Todos contestaban que la primera y un excéntrico que la segunda… En uno sólo de los números a los que llamé me dijeron de malos modos:

– Ninguna -y colgaron.

– Mordiste el anzuelo, sardineta -me dije mirando el nombre de quien tan descortés había sido con nuestra prensa: Plutonio Sobobo Cuadrado, dentista.

Sin dejar de observar el portal, me bebí la Pepsi-Cola y estaba metiendo la lengua por el cuello de la botella para apurar la última gota, cuando vi que los hombres salían del portal acarreando con delicadeza un bulto envuelto en una sábana blanca. En la lobreguez del portal, una mujer presenciaba la operación retorciéndose las manos. El tamaño del bulto y su forma correspondían a una persona no muy grande, con certeza una niña. Los dos hombres metieron el bulto en el portamaletas del SEAT y me regocijé de no estar yo ahí. Luego uno de los hombres se sentó al volante y partió el coche. Me habría gustado seguirlo, pero no se vislumbraba un taxi por ninguna parte. Concentré, pues, mi atención en el otro hombre, que volvió a entrar en el portal, habló un rato animadamente con la mujer que se retorcía las manos y cerró luego la hoja de madera. Pagué mi consumición, salí del bar y estudié el portal bajo la lluvia pertinaz. Visto lo que me interesaba, y que omitiré pues son tecnicismos de cerrajeros y maleantes, me apropié de una barra de metal que encontré en un solar en construcción y procedí a abrir la puerta de acceso al zaguán. De los buzones saqué el piso y puerta del dentista: segundo primera. Había un ascensor que parecía un ataúd, pero subí a pie por lo del sigilo. El interior del edificio respondía a su fachada gris, maciza, vulgar y un poco triste: una casa del Ensanche. Llamé a la puerta del dentista, que contestó inmediatamente a través de la mirilla.

– ¿Quién va?

– Doctor, tengo un flemón que me trae frito -dije hinchando el carrillo.

– Usted no tiene nada, éstas no son horas de visita y yo tengo mi consultorio en el Clot -respondió el dentista.

– En realidad -dije yo explorando nuevas vías de acercamiento-, soy psiquiatra infantil y quiero hablarle de su hija.

– Váyase usted ahora mismo, tío loco.

– Si quiere, me voy, pero volveré con la policía -amenacé con exigua convicción.

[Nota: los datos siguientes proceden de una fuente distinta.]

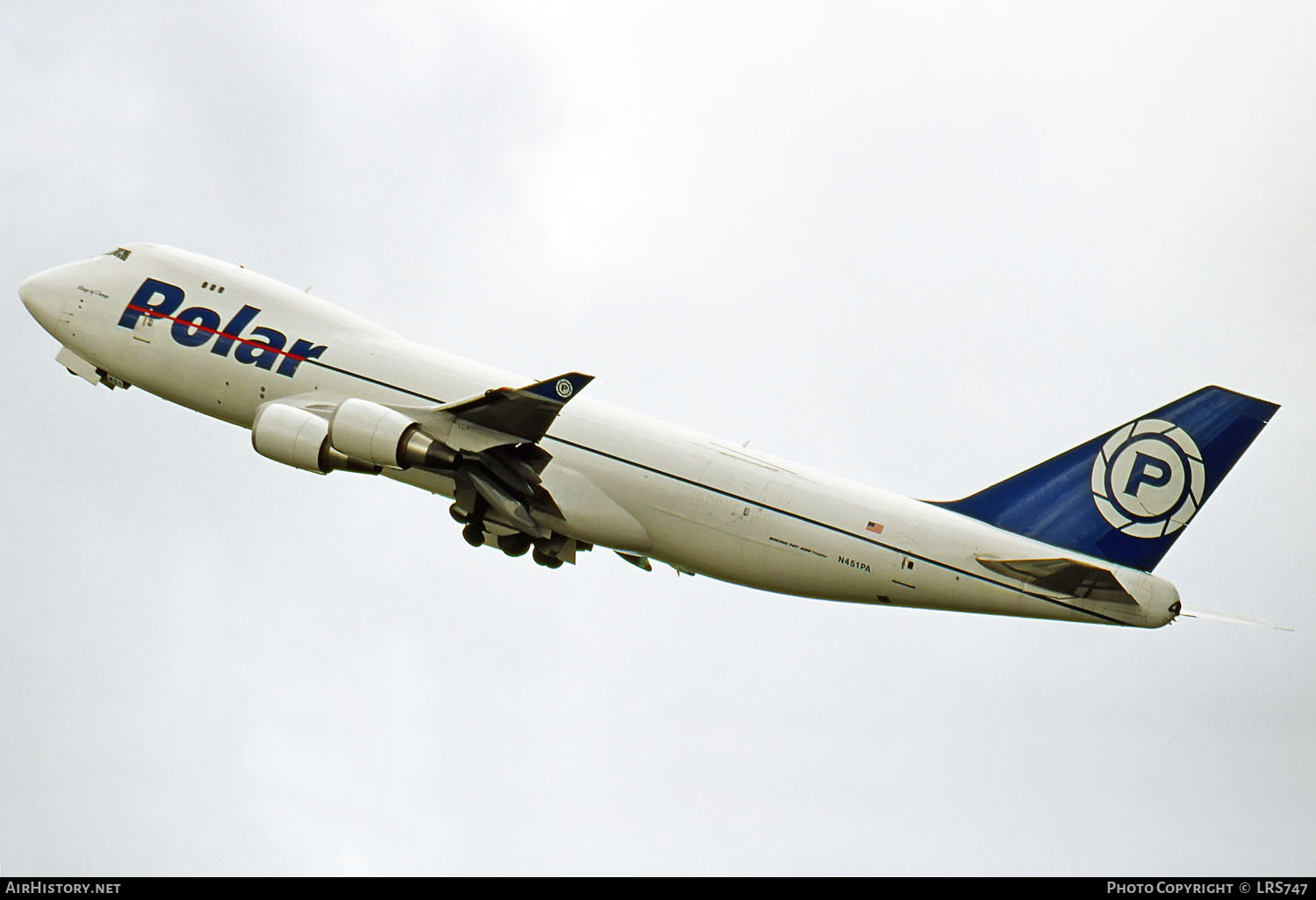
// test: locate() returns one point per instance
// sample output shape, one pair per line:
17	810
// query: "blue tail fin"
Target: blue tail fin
1126	496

– Yo soy el que va a llamar a la policía si no se larga usted en menos que canta un gallo.

– Doctor -dije yo adoptando un tono menos enfático-, está usted metido en un lío de no te menees. Más vale que hablemos con sinceridad.

– No sé a qué se refiere.

– Sí que lo sabe, o no estaría usted manteniendo una conversación que nadie en su sano juicio mantendría. Sé todo lo referente a su hija y, por raro que le parezca, puedo ayudarle a salir del embrollo si está usted dispuesto a cooperar. Ahora voy a contar hasta cinco. Despacito, pero hasta cinco. Si para cuando acabe no me ha abierto esta puerta, me iré y usted solo pagará las consecuencias de su tozudez. Uno… dos… tres…

Percibí débilmente tras el paño una voz de mujer que decía:

– Ábrele, Pluto. A lo mejor sí que nos puede ayudar.

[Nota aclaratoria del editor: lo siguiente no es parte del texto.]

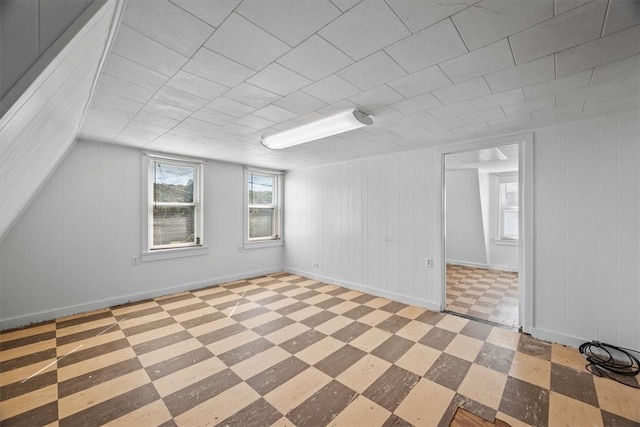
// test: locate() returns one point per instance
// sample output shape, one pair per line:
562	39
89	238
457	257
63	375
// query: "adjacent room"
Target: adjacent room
319	212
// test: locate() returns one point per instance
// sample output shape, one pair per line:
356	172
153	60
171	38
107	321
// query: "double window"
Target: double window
174	211
263	206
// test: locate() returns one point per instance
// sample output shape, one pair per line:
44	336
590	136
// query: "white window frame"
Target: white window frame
499	236
153	252
277	204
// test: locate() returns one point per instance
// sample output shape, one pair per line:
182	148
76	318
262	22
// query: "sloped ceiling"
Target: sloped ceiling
208	78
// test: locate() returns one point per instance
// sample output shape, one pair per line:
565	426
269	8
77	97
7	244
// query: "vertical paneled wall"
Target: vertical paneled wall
72	249
369	224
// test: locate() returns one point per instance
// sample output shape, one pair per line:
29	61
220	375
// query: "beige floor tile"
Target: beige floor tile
260	362
567	412
483	385
187	376
504	338
370	339
153	414
452	323
418	359
531	369
318	351
425	404
361	412
297	390
219	407
414	330
363	373
464	347
618	398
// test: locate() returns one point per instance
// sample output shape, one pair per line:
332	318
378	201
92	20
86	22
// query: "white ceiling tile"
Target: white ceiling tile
180	99
482	116
434	44
167	24
124	69
452	110
599	52
567	30
213	13
278	79
372	71
558	85
290	21
499	99
331	89
213	117
368	27
376	98
299	103
168	110
196	85
492	20
416	104
141	49
538	104
246	43
530	73
127	90
315	58
622	14
420	82
616	69
252	95
212	66
230	106
116	102
420	14
485	60
600	90
463	91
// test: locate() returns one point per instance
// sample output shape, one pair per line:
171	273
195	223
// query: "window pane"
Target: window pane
261	222
260	189
173	183
173	225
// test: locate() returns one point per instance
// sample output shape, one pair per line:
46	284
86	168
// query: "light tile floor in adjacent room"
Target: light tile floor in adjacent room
285	350
483	294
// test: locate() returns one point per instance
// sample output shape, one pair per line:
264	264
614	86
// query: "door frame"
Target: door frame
526	220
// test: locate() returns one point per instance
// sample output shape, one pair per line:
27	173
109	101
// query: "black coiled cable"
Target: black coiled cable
606	360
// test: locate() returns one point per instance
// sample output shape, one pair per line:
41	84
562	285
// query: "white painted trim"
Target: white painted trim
430	305
526	253
42	316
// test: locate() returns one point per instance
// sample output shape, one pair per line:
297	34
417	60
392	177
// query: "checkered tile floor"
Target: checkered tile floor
285	350
483	294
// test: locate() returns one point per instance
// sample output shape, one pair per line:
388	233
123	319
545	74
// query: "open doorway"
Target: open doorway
481	212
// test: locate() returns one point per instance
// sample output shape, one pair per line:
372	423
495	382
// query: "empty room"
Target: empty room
319	212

– … cuatro… y cinco. Buenas noches tengan ustedes.

La puerta se abrió y en el vano se recortó la figura que poco antes había visto en el portal. La mujer que se retorcía las manos se las seguía retorciendo a espaldas de su mando el dentista.

– Espere -dijo este último-. Nada se pierde con hablar. ¿Quién es usted y qué tiene que decirme?

– No es preciso que se entere el vecindario, doctor -dije yo-. Invíteme a pasar.

El doctor se hizo a un lado y entré en un recibidor pobremente iluminado por una bombilla de bajo voltaje enjaulada en una lámpara de hierro forjado. Había en el recibidor un paragüero de loza, un perchero de madera oscura labrada y un sillón frailuno. En el papel de las paredes se repetía simétricamente una escena campestre. En la parte interior de la puerta había un sagrado corazón de esmalte que decía: bendeciré esta casa. Las baldosas del suelo eran octogonales, de varios colores y bailoteaban al paso.